“Stanchi di subire”. Poste, Slg Cub annuncia lo sciopero nazionale il 28 marzo

“Sono anni che Poste Italiane realizza ricavi e utili miliardari, trasformandoli in dividendi per i soci azionisti. Ma questo è avvenuto riducendo il personale all’osso (la carenza attuale è di 90mila unità), per pagare meno spese in stipendi, chiudendo le strutture lavorative (tra cui 1.900 uffici postali), sfruttando il precariato (con migliaia di ctd), risparmiando sulla fornitura di attrezzature (per il lavoro e per la sicurezza). Tutto ciò i lavoratori lo hanno pagato e lo pagano con stress continuo, malattie e infortuni.

E, oltretutto, chi sviluppa problemi di salute viene trattato nel modo peggiore, anche con trasferimenti a distanze proibitive”. 

E’ l’inizio della nota inviata dal sindacato di base Slg Cub Poste, che annuncia lo sciopero nazionale per il 28 marzo. “Sul piano economico, poi, lo stipendio di un dipendente postale medio garantisce a malapena la sopravvivenzaÈ questa la realtà effettiva di Poste Italiane, non quella che viene diffusa in modo pubblicitario, con grandi eventi scenografici, partecipati addirittura da politici nazionali di sostegno, e con le pubblicazioni sui giornali e sul tg interno “TGPoste” di storielle dorate, con lavoratori postali sereni e felici.

Gli unici a essere felici sono i soci privati che, dal 2015, detengono il 35% delle quote azionarie di Poste Italiane, incamerando dividendi sempre più corposi, mentre i lavoratori e gli utenti vengono rovinati. 

Ma questa situazione è stata possibile grazie alla collaborazione di quei sindacati che avrebbero dovuto proteggere i lavoratori, denunciando l’atteggiamento aziendale e lottando per cambiarlo, e invece li hanno gettati in pasto alla strategia speculativa dell’azienda, che così ha aumentato gli utili penalizzando il personale e il servizio pubblico.
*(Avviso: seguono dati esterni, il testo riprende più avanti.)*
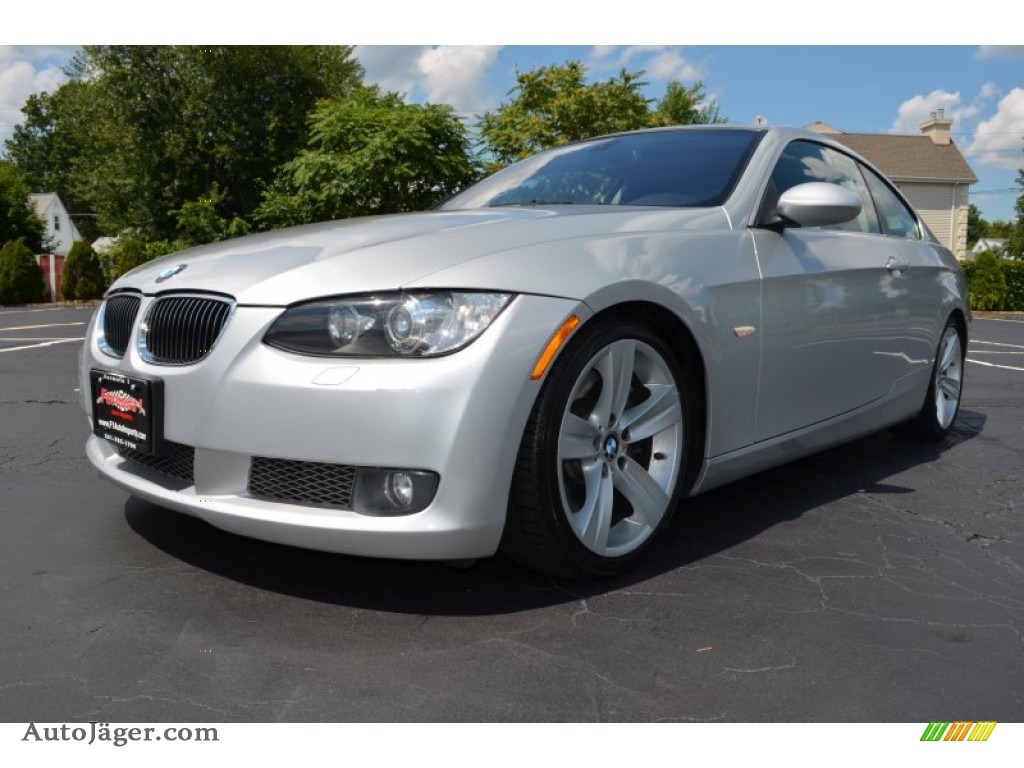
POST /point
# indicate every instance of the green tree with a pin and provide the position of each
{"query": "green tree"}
(371, 153)
(17, 216)
(199, 220)
(82, 276)
(552, 105)
(988, 286)
(139, 131)
(1015, 242)
(682, 105)
(20, 275)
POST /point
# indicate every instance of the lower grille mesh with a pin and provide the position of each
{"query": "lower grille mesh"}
(303, 482)
(179, 463)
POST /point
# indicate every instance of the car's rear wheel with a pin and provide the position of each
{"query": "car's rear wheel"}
(942, 402)
(601, 462)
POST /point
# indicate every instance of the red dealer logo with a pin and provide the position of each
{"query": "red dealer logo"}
(121, 400)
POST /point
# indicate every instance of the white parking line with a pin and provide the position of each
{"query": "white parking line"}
(988, 365)
(57, 338)
(995, 344)
(44, 344)
(31, 328)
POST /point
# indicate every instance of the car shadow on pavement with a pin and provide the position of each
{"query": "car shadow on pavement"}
(702, 526)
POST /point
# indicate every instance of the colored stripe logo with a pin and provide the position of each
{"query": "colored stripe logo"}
(961, 731)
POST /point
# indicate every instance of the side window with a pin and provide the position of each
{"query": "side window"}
(897, 219)
(807, 161)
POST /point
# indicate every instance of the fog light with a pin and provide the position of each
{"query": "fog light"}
(392, 492)
(398, 488)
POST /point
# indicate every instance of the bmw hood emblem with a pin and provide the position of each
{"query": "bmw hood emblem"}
(170, 272)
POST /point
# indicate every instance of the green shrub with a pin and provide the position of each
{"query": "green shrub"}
(1013, 271)
(20, 275)
(82, 276)
(987, 287)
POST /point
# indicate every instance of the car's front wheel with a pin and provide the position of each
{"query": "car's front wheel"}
(601, 462)
(936, 418)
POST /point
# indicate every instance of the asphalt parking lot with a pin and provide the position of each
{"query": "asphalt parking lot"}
(882, 581)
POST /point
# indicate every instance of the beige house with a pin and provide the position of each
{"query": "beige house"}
(928, 169)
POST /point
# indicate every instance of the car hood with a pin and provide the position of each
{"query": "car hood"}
(387, 252)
E, infatti, la maggioranza dei rappresentanti sindacali RSU, riferibili a quei sindacati, sono stati, praticamente, latitanti o consenzienti, per anni, senza denunciare ovunque queste situazioni, lasciando che l’azienda mantenesse il suo atteggiamento, con lavoratori rovinati nella salute e nella serenità, e lasciando che circolassero liberamente notizie surreali sul “favoloso” benessere del personale, così coprendo la realtà della disperazione di molti lavoratori, che cercano di fuggire da un contesto insopportabile, anche licenziandosi, con incentivi economici, oppure licenziandosi e basta”.

Poste chiude dal 30 aprile nei piccoli centri 

“Il 30 aprile del 2026 cesserà l’obbligo per Poste Italiane di svolgere il servizio universale, e non tutti lo dicono. Questo comporterà che l’azienda non dovrà più coprire il territorio nazionale e potrà disfarsi della maggioranza del personale, mantenendo solo la presenza nei centri urbani più redditizi. Per questo motivo, l’interesse aziendale a ridurre il personale è prioritario, rispetto a quello di assumere seriamente e garantire un servizio pubblico di livello europeo. Ecco perché prosegue la chiusura degli uffici postali e l’incivile sistema di consegna della posta “a giorni alterni e rarefatti”, a cui si deve aggiungere il continuo aumento delle tariffe. In questo modo si esasperano gli utenti, con i ritardi postali e le file estenuanti agli uffici postali, per giunta pagando i servizi a caro prezzo, spingendoli così alla conversione digitale, tramite i pagamenti elettronici, le pec, gli accrediti su ccp ed altri servizi on line (tutti forniti da Poste Italiane). Anche per i pacchi, Poste Italiane ha già eseguito le sperimentazioni, nella campagna torinese, con l’utilizzo dei droni.

Di questo passo, se non verrà riconfermato l’obbligo del servizio universale, per Poste Italiane, e se non verranno riqualificati i servizi postali e gli uffici postali, con le assunzioni necessarie di personale stabile, da prelevare dalla esistente graduatoria di ex precari in attesa, invece di chiamarne altri nuovi, cioè se non si punterà ad avere un servizio pubblico universale di livello europeo, al pari degli altri Paesi, il destino di Poste Italiane sarà sempre più quello di un’azienda di servizi digitali e di altre tipologie gestite senza contatti fisici, con pochissimi dipendenti, lasciando senza presidi di servizio le comunità territoriali che siano al di fuori dei grossi centri urbani”.